Mandysová E, Niederle P, Málková A
Ustav fyziologických regulací Ceskoslovenské akademie vĕd, Praha.
Cas Lek Cesk. 1991 Dec 13;130(24-25):692-5.
Syndrome "X" comprises a heterogeneous group of patients with normal coronarographic findings whose repeatedly occurring chest pain is of ischaemic origin, similarly as angina pectoris in patients with CHD. One of the signs of ischaemic etiology of pain in these patients is significant depression of the ST interval on the ECG during ergometry. We were interested to know whether the depression of the ST interval and angina pectoris which develop during a load are associated also with a transient disorder of left ventricular local kinetics. We examined therefore five patients, using the dipyridamol test combined with an isometric load evaluated by two-dimensional (2D) echocardiography. All examinations revealed a normal coronarographic finding and significant electrocardiographic manifestations of ischaemia during ECG stress test. The investigation showed that none of the patients with "X" syndrome suffered from transient changes in the local kinetics of the heart muscle and we assume therefore that myocardial ischaemia in syndrome "X" does not affect a sufficiently large portion of the cardiac wall in the transmural section to be manifested by impaired kinetics detectable by 2D-echocardiography.

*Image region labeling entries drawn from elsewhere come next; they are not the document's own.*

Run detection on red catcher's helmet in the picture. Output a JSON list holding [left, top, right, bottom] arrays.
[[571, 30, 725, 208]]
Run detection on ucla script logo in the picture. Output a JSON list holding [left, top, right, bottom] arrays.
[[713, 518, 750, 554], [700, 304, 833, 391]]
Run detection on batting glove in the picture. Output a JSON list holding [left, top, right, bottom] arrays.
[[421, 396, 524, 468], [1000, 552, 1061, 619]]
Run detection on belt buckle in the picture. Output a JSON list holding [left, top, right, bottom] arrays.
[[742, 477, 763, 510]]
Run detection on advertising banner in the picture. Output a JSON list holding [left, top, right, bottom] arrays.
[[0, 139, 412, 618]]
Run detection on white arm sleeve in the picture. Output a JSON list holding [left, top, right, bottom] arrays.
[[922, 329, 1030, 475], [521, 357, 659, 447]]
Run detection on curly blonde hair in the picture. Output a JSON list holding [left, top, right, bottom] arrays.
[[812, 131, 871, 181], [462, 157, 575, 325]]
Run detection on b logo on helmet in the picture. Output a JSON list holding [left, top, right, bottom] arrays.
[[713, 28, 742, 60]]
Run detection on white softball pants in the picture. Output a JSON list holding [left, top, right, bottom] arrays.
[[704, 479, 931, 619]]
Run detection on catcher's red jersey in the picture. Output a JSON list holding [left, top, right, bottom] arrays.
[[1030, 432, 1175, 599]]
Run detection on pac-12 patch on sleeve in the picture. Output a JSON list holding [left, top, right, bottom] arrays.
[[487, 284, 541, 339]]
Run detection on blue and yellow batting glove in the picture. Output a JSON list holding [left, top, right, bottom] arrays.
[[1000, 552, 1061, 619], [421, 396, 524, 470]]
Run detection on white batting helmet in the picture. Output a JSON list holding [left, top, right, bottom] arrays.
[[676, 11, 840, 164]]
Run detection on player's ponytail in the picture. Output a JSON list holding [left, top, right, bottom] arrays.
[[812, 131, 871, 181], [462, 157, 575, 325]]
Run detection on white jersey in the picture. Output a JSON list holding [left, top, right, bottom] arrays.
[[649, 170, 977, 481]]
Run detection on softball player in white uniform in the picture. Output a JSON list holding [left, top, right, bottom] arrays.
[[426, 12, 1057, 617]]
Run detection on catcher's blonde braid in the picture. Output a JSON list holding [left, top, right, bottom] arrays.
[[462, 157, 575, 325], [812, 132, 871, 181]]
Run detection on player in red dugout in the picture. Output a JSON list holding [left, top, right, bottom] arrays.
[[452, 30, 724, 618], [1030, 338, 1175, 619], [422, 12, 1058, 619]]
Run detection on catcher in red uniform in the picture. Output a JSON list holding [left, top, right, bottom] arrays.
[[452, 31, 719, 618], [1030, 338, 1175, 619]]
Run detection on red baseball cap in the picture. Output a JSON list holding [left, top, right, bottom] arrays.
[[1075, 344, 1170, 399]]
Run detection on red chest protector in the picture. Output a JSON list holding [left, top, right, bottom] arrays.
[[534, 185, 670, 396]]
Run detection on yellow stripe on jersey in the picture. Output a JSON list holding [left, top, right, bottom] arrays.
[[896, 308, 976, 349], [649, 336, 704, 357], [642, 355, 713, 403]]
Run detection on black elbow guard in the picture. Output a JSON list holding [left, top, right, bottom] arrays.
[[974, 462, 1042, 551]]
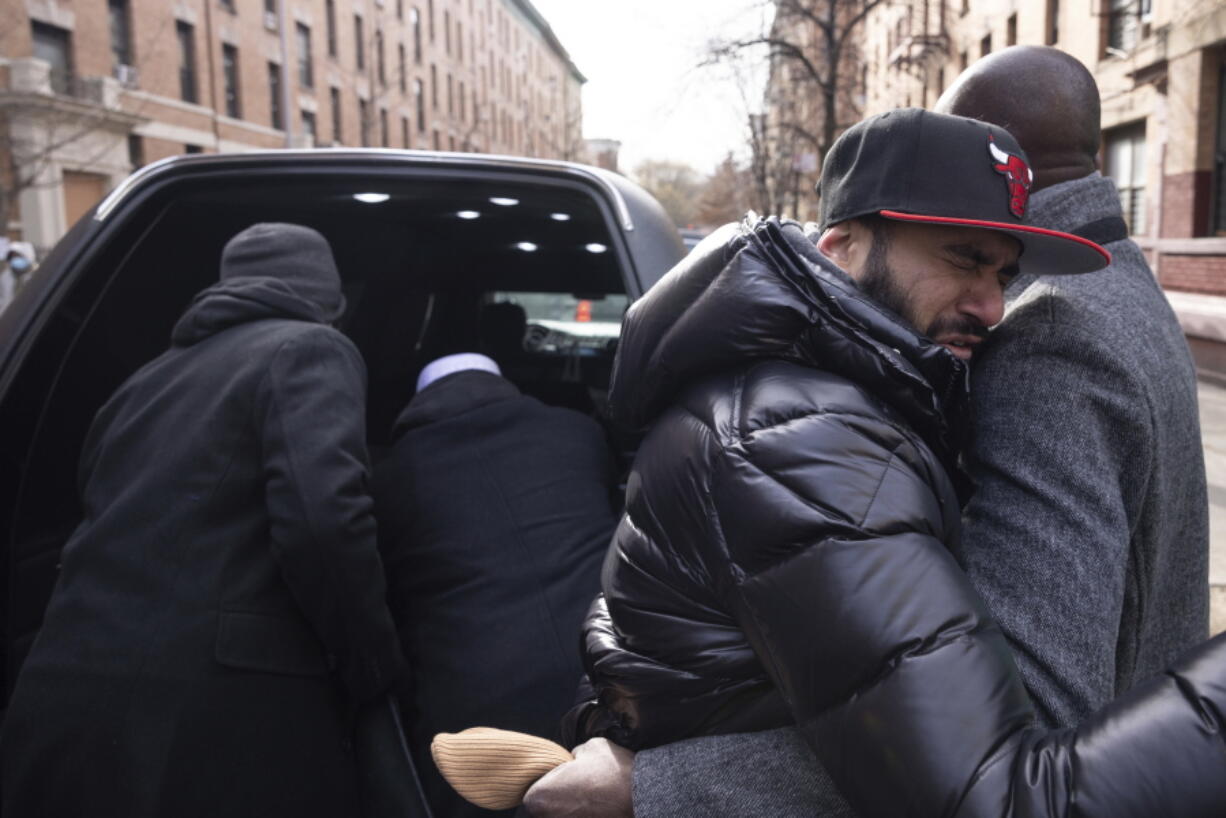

“X综合征”包括一组冠状动脉造影结果正常但反复出现胸痛且胸痛起源于缺血的异质性患者,这与冠心病患者的心绞痛类似。这些患者疼痛的缺血性病因的迹象之一是运动试验期间心电图上ST段明显压低。我们想了解负荷期间出现的ST段压低和心绞痛是否也与左心室局部动力学的短暂紊乱有关。因此,我们使用双嘧达莫试验结合二维(2D)超声心动图评估的等长负荷对五名患者进行了检查。所有检查均显示冠状动脉造影结果正常,且心电图负荷试验期间有明显的缺血性心电图表现。研究表明,“X综合征”患者均未出现心肌局部动力学的短暂变化,因此我们认为“X综合征”中的心肌缺血并未影响透壁切片中心脏壁足够大的部分,以至于无法通过二维超声心动图检测到动力学受损。